Here at the Hacienda, we have tons of music CDs, almost all of which I toted over the Rio Bravo years ago. And we have the players. Alas, the players are going belly up, and new ones are more difficult to find.

More difficult, not impossible, and the available ones aren’t that good.

One of the three we still have in the house committed suicide last week, leaving two others with somewhat evil tempers. Sometimes they work, sometimes not. It was then that a word popped into my feeble, aging brain. Bluetooth!

This is a technology that’s about 20 years old, but I had never used it.
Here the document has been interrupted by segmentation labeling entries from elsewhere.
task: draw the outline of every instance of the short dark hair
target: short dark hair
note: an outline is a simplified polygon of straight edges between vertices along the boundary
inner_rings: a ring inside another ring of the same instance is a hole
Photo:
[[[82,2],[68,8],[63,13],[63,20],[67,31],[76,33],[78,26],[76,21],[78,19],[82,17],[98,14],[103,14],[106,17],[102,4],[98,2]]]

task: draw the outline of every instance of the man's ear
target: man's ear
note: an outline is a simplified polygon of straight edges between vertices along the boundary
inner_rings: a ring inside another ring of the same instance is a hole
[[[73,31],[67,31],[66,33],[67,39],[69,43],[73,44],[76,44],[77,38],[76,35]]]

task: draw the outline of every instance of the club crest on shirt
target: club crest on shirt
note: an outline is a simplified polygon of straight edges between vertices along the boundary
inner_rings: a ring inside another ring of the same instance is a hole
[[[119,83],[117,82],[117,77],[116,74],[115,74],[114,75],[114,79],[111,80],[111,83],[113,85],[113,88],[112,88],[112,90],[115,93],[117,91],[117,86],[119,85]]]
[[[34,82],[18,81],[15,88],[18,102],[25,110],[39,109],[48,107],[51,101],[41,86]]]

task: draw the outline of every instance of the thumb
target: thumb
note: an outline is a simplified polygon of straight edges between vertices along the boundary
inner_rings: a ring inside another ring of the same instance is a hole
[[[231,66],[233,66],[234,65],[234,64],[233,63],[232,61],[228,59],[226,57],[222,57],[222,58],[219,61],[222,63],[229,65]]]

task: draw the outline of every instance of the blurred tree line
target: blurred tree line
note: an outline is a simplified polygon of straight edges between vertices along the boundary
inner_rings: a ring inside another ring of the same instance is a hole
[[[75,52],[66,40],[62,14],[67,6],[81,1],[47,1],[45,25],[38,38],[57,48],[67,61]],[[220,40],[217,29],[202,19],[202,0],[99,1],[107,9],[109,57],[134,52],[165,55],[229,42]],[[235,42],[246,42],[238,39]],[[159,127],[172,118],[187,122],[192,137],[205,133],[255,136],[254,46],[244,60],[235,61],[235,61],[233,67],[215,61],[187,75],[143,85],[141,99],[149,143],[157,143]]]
The only thing I knew about Bluetooth was that if you put one device near another, they could communicate. That was the totality of my understanding. I knew people all over the place were using Bluetooth to listen to music, but I had no clue how. I went online to investigate.

Let’s make a long story short. Cut to the chase, as they say.

I am now the owner of a Sony Bluetooth portable speaker via Amazon Mexico. It’s only about four inches high, but it produces a great sound to my unaesthetic ears. It cost about $60 U.S. I can buy a second to provide stereo sound, but I doubt I’ll do that. I am happy with what I have.

I also subscribed to Deezer, a music app that has a gadzillion tunes, including Vinicius de Moraes and Atahualpa Yupanqui.

So, bye-bye boomboxes. The old dog has learned a new trick.

Bluetooth. Who knew?

The library

New Image

I’M A READER, and I always have been. This lifestyle amplified in 1996 when I went on the wagon. When you’ve got a snoot-full, you’re not much inclined to open a book.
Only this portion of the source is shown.